Real-World Applications

LeanProgress enables more informed decision-making in interactive theorem proving by providing users with concrete estimates of proof complexity. Unlike traditional tactic suggestion tools that only offer local guidance, LeanProgress provides a global view of the proof process, helping users understand whether they're making progress toward completion or exploring unproductive paths.

Future Potential

The continuous reward signal provided by LeanProgress opens new possibilities for reinforcement learning applications in automated theorem proving. By offering meaningful feedback throughout the proving process rather than just binary success/failure signals, LeanProgress could enable more effective RL training for complex mathematical reasoning tasks.

Key Contributions

1. Balanced Data Generation Pipeline: We developed a systematic approach to address the challenge of skewed proof length distributions by constructing a balanced dataset of ~80k proof trajectories with strategic sampling ratios based on proof complexity.
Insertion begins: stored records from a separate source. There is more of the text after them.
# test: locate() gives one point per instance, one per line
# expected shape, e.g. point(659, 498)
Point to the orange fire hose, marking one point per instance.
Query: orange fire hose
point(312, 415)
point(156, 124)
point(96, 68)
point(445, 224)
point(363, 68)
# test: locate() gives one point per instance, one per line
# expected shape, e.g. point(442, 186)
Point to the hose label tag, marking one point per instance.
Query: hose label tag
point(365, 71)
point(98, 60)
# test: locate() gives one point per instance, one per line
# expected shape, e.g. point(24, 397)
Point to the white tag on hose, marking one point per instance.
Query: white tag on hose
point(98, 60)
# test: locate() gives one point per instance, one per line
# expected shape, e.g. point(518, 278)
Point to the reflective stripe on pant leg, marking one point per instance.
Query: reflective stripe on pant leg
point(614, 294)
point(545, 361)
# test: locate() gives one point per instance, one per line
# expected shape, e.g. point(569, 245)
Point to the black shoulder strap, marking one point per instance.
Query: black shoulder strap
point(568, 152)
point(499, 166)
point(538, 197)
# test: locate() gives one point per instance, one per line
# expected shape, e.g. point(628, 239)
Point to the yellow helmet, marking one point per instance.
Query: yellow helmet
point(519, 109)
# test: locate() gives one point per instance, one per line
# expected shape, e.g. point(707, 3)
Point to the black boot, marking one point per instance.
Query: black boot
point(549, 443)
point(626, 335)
2. Novel Progress Prediction Model: Our fine-tuned DeepSeek Coder model provides a global view of proof progress by predicting exact remaining steps rather than just immediate next tactics, achieving 75.1% accuracy with MAE of 3.29.


3. Progress-Guided Search Integration: We demonstrated how step predictions can be effectively combined with traditional log probabilities in best-first search frameworks, showing measurable improvements in theorem proving success rates.


4. Practical Tool Development: Integration with LeanCopilot provides a user-friendly interface through the predict_steps_with_suggestion tactic, offering both tactic suggestions and progress feedback directly within the standard Lean workflow.


5. Foundation for Future RL Applications: By providing continuous reward signals throughout the proof process, LeanProgress establishes groundwork for more sophisticated reinforcement learning approaches to automated theorem proving.